First, the dogs were fasted for at least 8 hours before the experimental procedure. They were then anaesthetised, intubated, and mechanically ventilated. A cannula was then inserted the cranial vena cava (vein) via the right jugular vein for collecting blood samples and for injecting lithium chloride. The left femoral artery was also cannulated in order to facilitate the removal of blood to generate experimental haemorrhage, as well as to measure mean arterial pressure and lithium chloride voltage for cardiac output calculation. After a femoral nerve block was performed, the femoral artery was surgically exposed and a cannula inserted. A transducer was then positioned at the level of the right atrium (of the heart).

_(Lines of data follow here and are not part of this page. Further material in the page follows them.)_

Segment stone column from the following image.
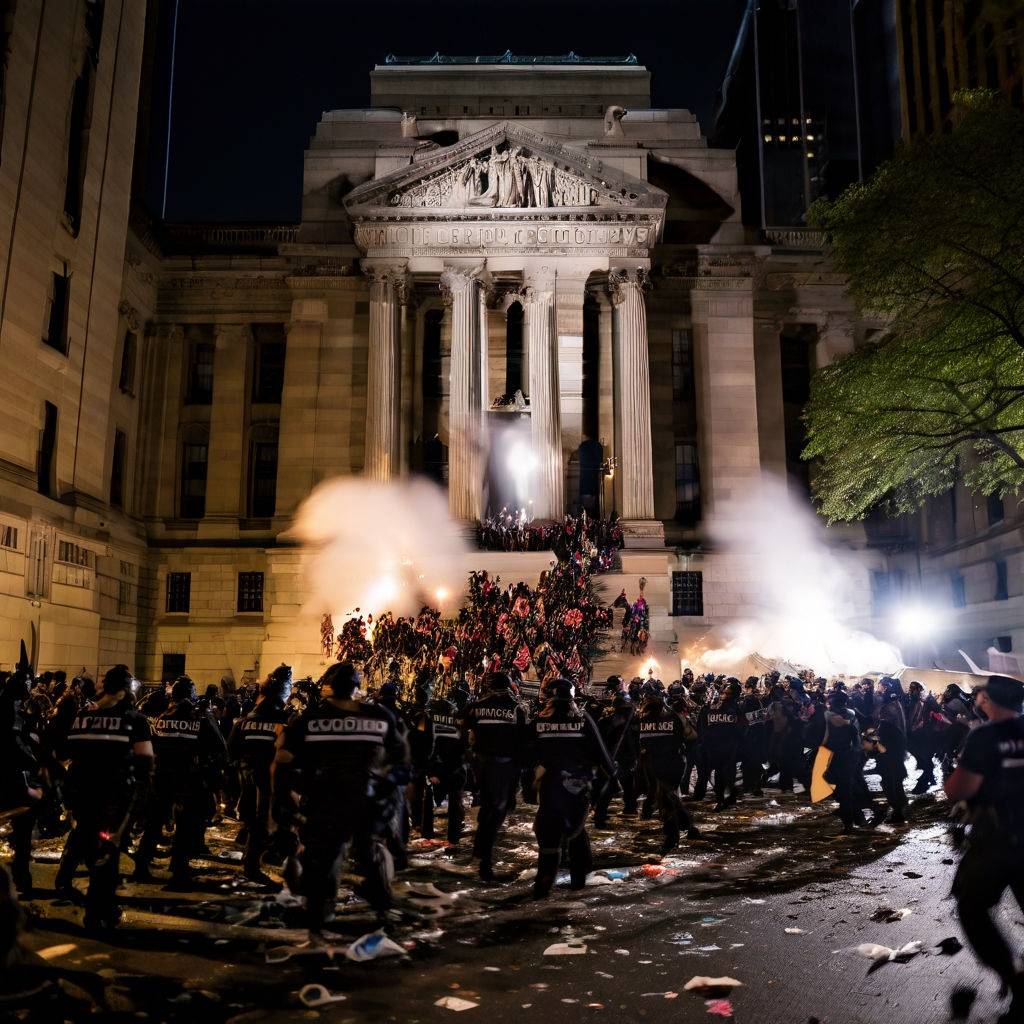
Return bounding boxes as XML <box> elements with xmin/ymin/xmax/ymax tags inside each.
<box><xmin>206</xmin><ymin>324</ymin><xmax>252</xmax><ymax>519</ymax></box>
<box><xmin>362</xmin><ymin>260</ymin><xmax>406</xmax><ymax>481</ymax></box>
<box><xmin>523</xmin><ymin>267</ymin><xmax>565</xmax><ymax>519</ymax></box>
<box><xmin>608</xmin><ymin>267</ymin><xmax>665</xmax><ymax>547</ymax></box>
<box><xmin>440</xmin><ymin>265</ymin><xmax>483</xmax><ymax>522</ymax></box>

A urinary catheter was also inserted into the bladder for collecting urine samples and measuring urine output.
Blood and urine samples were collected throughout the experiment.
Following the above ‘instrumentation’, blood was removed from the dogs via the femoral artery catheted for 60 minutes, causing haemorrhage.
Following haemorrhage, the dogs were infused with a solution (gelatin-based colloid) for 3 hours. This experimental procedure produced acute renal tubular damage in the dogs.
The dogs were then killed via an injection of pentobarbital, and their kidneys removed.
(Davis, J, Raisis, A, Cianciolo, R, Miller, D, Shiel, R, Nabity, M & Hosgood, G 2016. ‘Urinary neutrophil gelatinase-associated lipocalin concentration changes after acute haemorrhage and colloid-mediated reperfusion in anaesthetized dogs’, Veterinary Anesthesia and Analgesia, 43: 262-270.)